A combination of undergrad and graduate students in the College of Architecture and Urban Studies are designing and fabricating full scale mock-ups of a Greenhouse that is to showcase a multitude of innovative materials and building techniques including polycarbonate, wood fabric, ETFE & smart louvers, printed clay, a green roof, and solar panels. The studio, led by faculty members Kay Edge and Stefan Al, is intended to encourage students to combine sustainability, functionality, and beautiful architecture into a single project.

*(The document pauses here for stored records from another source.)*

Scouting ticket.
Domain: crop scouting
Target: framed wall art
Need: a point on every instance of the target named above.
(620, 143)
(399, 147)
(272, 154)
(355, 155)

This is a mix of graduate and undergraduate students who are working together on a prototype for a very futuristic greenhouse. The main idea here is that we can use technology to create new building components that can create much a more sustainable future for us. [Full force. Go go go.] This course helped me a lot to think about what are the challenges you have when you build the project. I think also the other interesting part of this studio you get to learn from other groups because like we are doing like smart louvers. Other people are doing like 3D clay columns. So it's like you get to be exposed to other technologies and methods. Even if you're not doing that. They're using the latest technology in architecture, including 3D printing, CNC milling, photovoltaics, green roofs. And the idea to do something that's really kind of visionary and futuristic, but at the same time very sustainable. So one example is we're using a 3D clay printer to create columns that will be structural instead of concrete, which is quite bad on the environment. And the benefit of clay is not only doesn't have a lighter environmental footprints, you can also, once you print it, create very beautiful patterns and textures like you're seeing here. [It's a 3D ellipse shape. That is lofted together, and then contoured into layers.] I think this is what makes VT different from other universities. They have the facilities and they have all the efforts that they can put into students and with exploring all of these things. In normal studios you would design and then render and then that's it. But in this studio the interesting part was you're able to actually build it and see it's actually working. Students were able to marry both sustainability, functionality, beautiful architecture into a single project.